Lawyers for Glenn Straub, the South Florida investor who
bid $90 million for Atlantic City's shuttered Revel Casino Hotel, filed a
bankrupty-court motion seeking a delay in the resumption of the auction for the
property.
The auction, which does not involve open bidding, started
anyway Tuesday morning, said Stuart J. Moskovitz, an attorney for Straub, who
was asked to make a counter offer.
Moskovitz said he doesn't know if Straub will do so -
"until we get information we've requested."
The motion, dated Monday, but not entered on the docket
until Tuesday morning, requested a delay in the auction until Thursday at 9
a.m., for copies of any other bids that were received, and for the U.S. Trustee
to conduct the auction rather than Revel's bankruptcy attorney.

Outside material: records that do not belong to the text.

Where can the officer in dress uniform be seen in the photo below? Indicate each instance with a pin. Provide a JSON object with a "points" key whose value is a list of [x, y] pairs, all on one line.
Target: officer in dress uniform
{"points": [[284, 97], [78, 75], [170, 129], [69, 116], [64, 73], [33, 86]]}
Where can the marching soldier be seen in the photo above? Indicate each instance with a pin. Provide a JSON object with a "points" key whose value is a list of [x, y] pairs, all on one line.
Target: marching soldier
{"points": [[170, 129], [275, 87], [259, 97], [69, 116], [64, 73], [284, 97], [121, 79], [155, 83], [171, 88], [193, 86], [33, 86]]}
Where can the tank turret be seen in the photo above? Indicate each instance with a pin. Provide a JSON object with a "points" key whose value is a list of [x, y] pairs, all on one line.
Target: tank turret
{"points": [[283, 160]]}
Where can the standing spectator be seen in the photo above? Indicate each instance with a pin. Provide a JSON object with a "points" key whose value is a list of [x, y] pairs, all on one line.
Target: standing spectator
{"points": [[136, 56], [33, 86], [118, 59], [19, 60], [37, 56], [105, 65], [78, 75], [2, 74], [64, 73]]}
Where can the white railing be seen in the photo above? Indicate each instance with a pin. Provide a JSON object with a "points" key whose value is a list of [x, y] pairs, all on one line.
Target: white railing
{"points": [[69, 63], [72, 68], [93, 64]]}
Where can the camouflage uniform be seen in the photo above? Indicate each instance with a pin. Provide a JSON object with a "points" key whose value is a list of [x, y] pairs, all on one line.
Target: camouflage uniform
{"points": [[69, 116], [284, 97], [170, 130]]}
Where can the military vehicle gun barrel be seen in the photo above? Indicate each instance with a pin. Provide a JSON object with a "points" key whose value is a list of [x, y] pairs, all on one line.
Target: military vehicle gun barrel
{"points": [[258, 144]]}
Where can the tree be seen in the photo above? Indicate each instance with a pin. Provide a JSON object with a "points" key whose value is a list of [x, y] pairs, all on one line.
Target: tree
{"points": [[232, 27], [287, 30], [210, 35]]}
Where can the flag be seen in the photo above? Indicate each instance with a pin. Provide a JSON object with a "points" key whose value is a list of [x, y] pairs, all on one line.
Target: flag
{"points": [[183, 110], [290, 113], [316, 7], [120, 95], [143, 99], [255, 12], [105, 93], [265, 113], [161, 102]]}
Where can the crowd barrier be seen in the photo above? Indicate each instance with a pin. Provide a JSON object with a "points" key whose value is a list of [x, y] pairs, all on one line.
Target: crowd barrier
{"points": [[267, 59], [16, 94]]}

"The lack of transparency here is unheard of,"
Moskovitz said.
However, Straub's company, Polo Country Club North Inc.,
does not likely have the standing it would need in bankruptcy court to make
such demands.
During a Sept. 15 Revel bankruptcy hearing, Judge Gloria
M. Burns told Moskowitz, that the bidder didn't actually have standing in
court.
She accepted input from Straub on the scheduling of the
auction, though, because of the desperate state of the months-long effort to
sell Revel, which generated a single bid, Straub's.
Revel's lead bankruptcy attorney revealed a second
possible bidder in a filing Tuesday. That is Brookfield Asset Management, a
Toronto company that has $181 billion under management.
Brookfield could not be reached for comment.